I might regret this...
The GUI or DB may not disappear. But put yourself back in the early 90s
before the web was revealed to the unwashed masses. How great it was for
those of us with separated logic to easily and quickly front-end our systems
with HTML.
Later in the 90s and early 00s XML was revealed to the masses. How great it
was for those of us with separated logic to easily and quickly front-end our
systems with XML xactions and eventually web services.
All these great new markets, functionality, and interoperability with nary a
modification to the expensive code.
More simply, imagine you're a bank (or a firetruck) accustomed to doing
transactions for tellers on dumb terminals. Over the course of a few years
you need to handle PCs, windowing interfaces, new ATM networks, POS networks,
and your own private ATM networks.
Would you rather your business logic be wrapped-up inside the dumb-terminal
code or that it be separated into its own layer?
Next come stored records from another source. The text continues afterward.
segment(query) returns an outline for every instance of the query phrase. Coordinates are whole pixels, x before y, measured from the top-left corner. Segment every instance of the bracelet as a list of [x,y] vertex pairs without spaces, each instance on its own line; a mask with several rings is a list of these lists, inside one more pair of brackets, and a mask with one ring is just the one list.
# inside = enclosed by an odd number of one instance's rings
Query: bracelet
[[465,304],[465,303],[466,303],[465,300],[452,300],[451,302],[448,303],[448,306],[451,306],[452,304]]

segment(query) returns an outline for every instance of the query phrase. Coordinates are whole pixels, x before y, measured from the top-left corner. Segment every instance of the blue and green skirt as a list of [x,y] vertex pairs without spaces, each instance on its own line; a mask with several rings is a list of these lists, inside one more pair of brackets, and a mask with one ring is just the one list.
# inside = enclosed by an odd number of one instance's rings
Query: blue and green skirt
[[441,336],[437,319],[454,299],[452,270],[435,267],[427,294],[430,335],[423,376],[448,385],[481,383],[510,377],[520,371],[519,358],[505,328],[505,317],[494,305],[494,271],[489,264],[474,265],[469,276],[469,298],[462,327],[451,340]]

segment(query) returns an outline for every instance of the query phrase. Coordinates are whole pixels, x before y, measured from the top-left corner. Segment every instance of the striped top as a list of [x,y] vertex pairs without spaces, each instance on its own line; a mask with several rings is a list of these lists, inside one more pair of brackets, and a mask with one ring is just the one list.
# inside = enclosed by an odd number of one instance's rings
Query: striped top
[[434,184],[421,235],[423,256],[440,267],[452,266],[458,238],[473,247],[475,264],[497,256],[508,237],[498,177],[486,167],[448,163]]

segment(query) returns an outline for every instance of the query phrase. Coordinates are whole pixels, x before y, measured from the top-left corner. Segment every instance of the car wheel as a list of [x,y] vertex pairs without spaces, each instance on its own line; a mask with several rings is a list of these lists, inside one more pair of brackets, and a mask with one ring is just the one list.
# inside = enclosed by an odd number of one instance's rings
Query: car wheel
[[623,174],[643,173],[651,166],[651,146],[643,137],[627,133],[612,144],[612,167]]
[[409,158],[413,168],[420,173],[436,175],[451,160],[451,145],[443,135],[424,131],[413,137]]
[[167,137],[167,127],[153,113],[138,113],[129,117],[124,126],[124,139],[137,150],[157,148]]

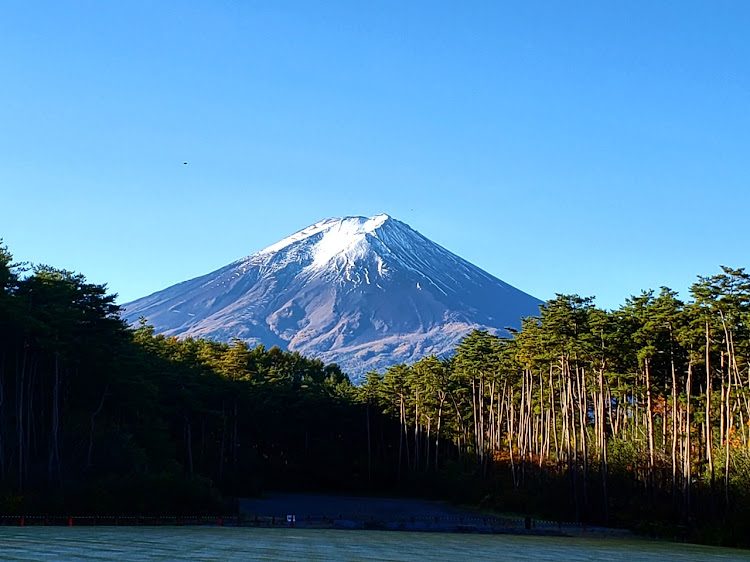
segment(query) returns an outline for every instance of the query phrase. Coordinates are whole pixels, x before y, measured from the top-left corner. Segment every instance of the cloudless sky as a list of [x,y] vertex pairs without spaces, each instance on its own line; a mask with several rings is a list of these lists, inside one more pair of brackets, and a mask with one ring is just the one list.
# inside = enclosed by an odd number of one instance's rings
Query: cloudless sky
[[750,257],[748,30],[746,1],[9,0],[0,237],[124,303],[385,212],[541,299],[687,298]]

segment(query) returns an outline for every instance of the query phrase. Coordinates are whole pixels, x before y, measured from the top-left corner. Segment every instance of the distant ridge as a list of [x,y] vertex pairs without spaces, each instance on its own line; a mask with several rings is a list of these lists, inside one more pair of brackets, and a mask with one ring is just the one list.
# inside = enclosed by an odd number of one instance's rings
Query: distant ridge
[[381,214],[317,222],[207,275],[124,306],[166,335],[278,345],[371,369],[450,352],[474,328],[504,333],[538,299]]

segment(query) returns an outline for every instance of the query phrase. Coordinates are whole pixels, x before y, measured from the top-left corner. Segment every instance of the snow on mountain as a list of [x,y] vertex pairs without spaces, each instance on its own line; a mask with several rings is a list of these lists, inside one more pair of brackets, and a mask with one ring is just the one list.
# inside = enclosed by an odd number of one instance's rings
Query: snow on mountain
[[237,337],[371,369],[504,333],[541,301],[389,217],[326,219],[217,271],[125,305],[166,335]]

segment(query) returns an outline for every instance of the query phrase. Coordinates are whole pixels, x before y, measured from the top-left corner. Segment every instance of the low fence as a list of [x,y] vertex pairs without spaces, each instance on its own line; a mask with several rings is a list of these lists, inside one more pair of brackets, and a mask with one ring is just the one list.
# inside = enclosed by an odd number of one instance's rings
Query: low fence
[[0,525],[25,526],[177,526],[241,525],[242,516],[223,515],[0,515]]

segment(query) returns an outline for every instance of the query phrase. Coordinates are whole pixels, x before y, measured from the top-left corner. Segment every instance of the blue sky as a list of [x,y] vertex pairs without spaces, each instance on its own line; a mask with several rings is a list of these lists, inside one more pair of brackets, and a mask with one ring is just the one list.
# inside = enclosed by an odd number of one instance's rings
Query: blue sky
[[687,296],[748,264],[748,28],[726,1],[11,0],[0,237],[126,302],[386,212],[542,299]]

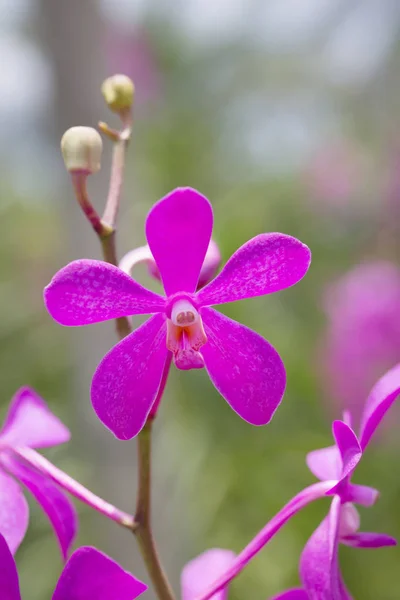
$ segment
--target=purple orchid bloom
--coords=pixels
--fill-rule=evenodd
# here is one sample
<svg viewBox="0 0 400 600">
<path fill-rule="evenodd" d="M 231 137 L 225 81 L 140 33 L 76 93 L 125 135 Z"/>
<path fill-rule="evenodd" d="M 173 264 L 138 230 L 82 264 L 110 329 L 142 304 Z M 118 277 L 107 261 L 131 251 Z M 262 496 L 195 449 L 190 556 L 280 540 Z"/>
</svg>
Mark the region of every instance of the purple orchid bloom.
<svg viewBox="0 0 400 600">
<path fill-rule="evenodd" d="M 0 431 L 0 532 L 11 552 L 18 549 L 29 521 L 28 504 L 15 477 L 49 518 L 66 558 L 77 530 L 75 509 L 52 481 L 19 456 L 19 451 L 47 448 L 69 439 L 70 432 L 42 398 L 30 388 L 18 390 Z"/>
<path fill-rule="evenodd" d="M 357 419 L 375 381 L 400 360 L 399 304 L 400 269 L 389 261 L 357 265 L 326 291 L 320 370 L 334 403 Z"/>
<path fill-rule="evenodd" d="M 268 423 L 282 399 L 286 376 L 276 350 L 210 307 L 294 285 L 308 270 L 310 251 L 288 235 L 258 235 L 196 292 L 212 225 L 211 204 L 190 188 L 174 190 L 150 211 L 147 242 L 166 297 L 96 260 L 70 263 L 45 290 L 47 310 L 62 325 L 154 314 L 103 358 L 93 378 L 94 410 L 119 439 L 142 429 L 170 353 L 179 369 L 205 367 L 233 410 L 253 425 Z"/>
<path fill-rule="evenodd" d="M 52 600 L 134 600 L 146 589 L 96 548 L 82 547 L 65 565 Z M 2 600 L 21 600 L 17 565 L 1 534 L 0 596 Z"/>
<path fill-rule="evenodd" d="M 213 548 L 188 562 L 181 574 L 182 600 L 196 600 L 208 586 L 232 567 L 236 555 L 231 550 Z M 226 600 L 228 587 L 224 587 L 212 596 L 212 600 Z M 308 600 L 301 589 L 282 592 L 271 600 Z"/>
<path fill-rule="evenodd" d="M 373 387 L 364 406 L 357 436 L 350 416 L 333 423 L 335 445 L 314 450 L 307 456 L 312 473 L 322 481 L 337 479 L 327 492 L 333 495 L 328 516 L 307 542 L 300 561 L 300 575 L 310 598 L 349 600 L 338 562 L 339 542 L 356 548 L 381 548 L 396 545 L 382 533 L 359 532 L 360 518 L 353 502 L 371 506 L 378 491 L 351 482 L 357 464 L 386 412 L 400 394 L 400 364 L 388 371 Z"/>
<path fill-rule="evenodd" d="M 321 481 L 294 496 L 232 558 L 230 565 L 211 584 L 204 586 L 196 600 L 209 600 L 225 589 L 295 514 L 326 495 L 333 496 L 329 514 L 311 536 L 302 553 L 300 576 L 304 592 L 300 598 L 351 600 L 339 570 L 339 542 L 356 548 L 380 548 L 397 543 L 386 534 L 358 531 L 360 519 L 353 502 L 372 506 L 378 492 L 368 486 L 352 483 L 351 477 L 377 427 L 399 394 L 400 364 L 388 371 L 372 389 L 364 406 L 358 437 L 351 429 L 349 414 L 346 413 L 344 421 L 335 421 L 333 424 L 335 446 L 308 454 L 307 465 Z"/>
<path fill-rule="evenodd" d="M 93 494 L 34 450 L 69 439 L 68 429 L 34 390 L 18 390 L 0 431 L 0 533 L 13 553 L 29 520 L 28 505 L 13 477 L 32 493 L 49 518 L 64 560 L 78 527 L 75 509 L 64 491 L 120 525 L 133 526 L 131 515 Z"/>
</svg>

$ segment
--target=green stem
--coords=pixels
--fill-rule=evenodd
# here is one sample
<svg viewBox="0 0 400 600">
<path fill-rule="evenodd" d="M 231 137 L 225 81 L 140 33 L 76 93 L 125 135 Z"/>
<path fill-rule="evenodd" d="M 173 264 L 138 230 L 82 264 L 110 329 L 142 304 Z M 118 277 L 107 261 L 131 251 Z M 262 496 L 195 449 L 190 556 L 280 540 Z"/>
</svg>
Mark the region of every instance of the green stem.
<svg viewBox="0 0 400 600">
<path fill-rule="evenodd" d="M 138 435 L 139 486 L 134 534 L 157 596 L 160 600 L 174 600 L 151 529 L 151 428 L 152 421 L 149 420 Z"/>
</svg>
As far as databases are concerned it may not be that I'll change from Oracle
to Sybase, or SQL Server to DB2, but more likely that we'll need to reorganize
the database, move some fields, split some tables up, etc., and for the
business layer to have hardwired itself to a specific table layout is nearly
as restrictive as mixing business and UI logic.
Better to treat the database as a huge object that hides its data (table,
rows, fields, organization, syntax, etc.) behind methods (stored procedures)
which are the only way to transact with it.